There are many different reasons you might hire a lawyer. Hiring a lawyer can be extremely beneficial and can help you recover damages if you’re hurt, for example, or avoid strict penalties in criminal situations.
The following are some of the most common reasons people hire attorneys, in general.
- The law is extremely complicated. There are deadlines, paperwork, and legal terms that can be overwhelming even to people with some level of legal knowledge. Attorneys are experts at the law, and they often specialize in particular areas. They can handle the complexities of the legal system in a non-emotional way, which may not be something you can do if you’re involved in the case.
- When you don’t have a lawyer, while you might worry about the costs, not having one can end up costing you more money. There are also lawyers who handle civil cases and don’t earn anything unless they settle or win your case.
- Lawyers can challenge evidence, and that can lead to a significant change in the outcome of your case. For example, a lawyer will know what to do if evidence was improperly obtained.
- Even one wrong document can ruin your entire case, which goes back to the first reason many people hire attorneys.
- A lawyer knows how to gather evidence, including experts and witnesses for your side.
How Much Does It Cost to Hire a Lawyer?
There are a few different ways lawyers charge clients. In one instance, they charge on a contingency fee basis. This means that even if you don’t have the money upfront for a lawyer, you can still hire someone to represent you.
A contingency fee basis means that your lawyer will agree to earn their money as a percentage of your claim. So, if you have a car accident, for example, and you recover $30,000 in damages, your lawyer may charge you 33% of that. If your lawyer isn’t able to recover anything, then you don’t pay them. Contingency fees work only in civil cases involving financial recovery.
A criminal or family law attorney, on the other hand, will charge an hourly fee usually. A lawyer might also charge a retainer to agree to start working on your case.
A retainer is a lump sum of money that you pay upfront. Then, you may be charged more as your case continues.
There’s a flat fee which some lawyers work on. A flat fee means your attorney will tell you a specific amount of money upfront, and that’s what you pay for the entire case.
If you pay a retainer, you have to be conscious of your hourly billings because when you’ve gone beyond what you initially paid, you’ll have to pay the attorney’s hourly fee.
When an attorney charges an hourly fee, they may be able to give you an estimate of how much your case will cost, but there can be significant variance.
Some lawyers might charge $100 an hour, and others charge hundreds or thousands of dollars an hour. The average hourly rate for attorney’s in the U.S. is around $250.
Typically the more experienced and reputable an attorney is, the higher their fees will be.
What If You Can’t Afford an Attorney?
What if you have a case that’s not civil, and you can’t afford an attorney? There are some options available to you.
First, you might contact your city courthouse. There are some courts that offer free assistance to people who need it, including when it comes to divorce and family law.
You can also take advantage of free consultations. Most lawyers offer these, and while you’re not getting actual legal services, it might provide you with the information you need to take the next steps.
Legal aid societies are found in every state and most cities and towns, and they offer free legal services to people who are low-income. You do have to prove you’re low income, however.
Legal clinics will usually take civil instead of criminal cases, and they also have resource and income restrictions. The Legal Services Corporation funds many of these clinics, and their entire goal is to provide legal services to people who couldn’t otherwise afford them.
Pro bono lawyers may take a case free of charge. The American Bar Association recommends all U.S. lawyers donate fifty hours of their time pro bono each year. Not every lawyer does, and some do less, but it’s worth contacting your state or city bar association, and they may be able to point you in the right direction.
What Happens If You Don’t Pay Your Lawyer?
You might initially hire a lawyer, and then down the road, it becomes more than you can afford, so what should you do then?
Don’t start avoiding your lawyer.
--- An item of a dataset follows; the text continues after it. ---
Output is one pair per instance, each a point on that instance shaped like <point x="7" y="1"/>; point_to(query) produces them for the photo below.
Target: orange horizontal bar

Instead, open up the lines of communication and explain your situation. Be brief and just let them know that you realize they need to be paid and you aren’t ignoring them.
Most lawyers will offer payment plans on a weekly or monthly basis. Even if you’re just paying a bit at a time, it will likely keep your lawyer happy.
If you just don’t pay your lawyer and don’t explain what’s going on, your lawyer can drop your case and pursue legal action against you.
Your lawyer would have to provide notice to you if they were planning to drop your case and petition the court for permission to do so.
Being in a situation where you need a lawyer can be overwhelming and stressful to begin with. When you think about the high costs of hiring someone to work with you, it can be even more challenging. What’s important to realize is, first, the value of having an attorney on your side.
Second, there are resources to help you pay for an attorney when need one.
Also, if your case is civil, you almost never have to pay an attorney up front to represent you, nor do you have to pay them if they don’t recover damages on your behalf.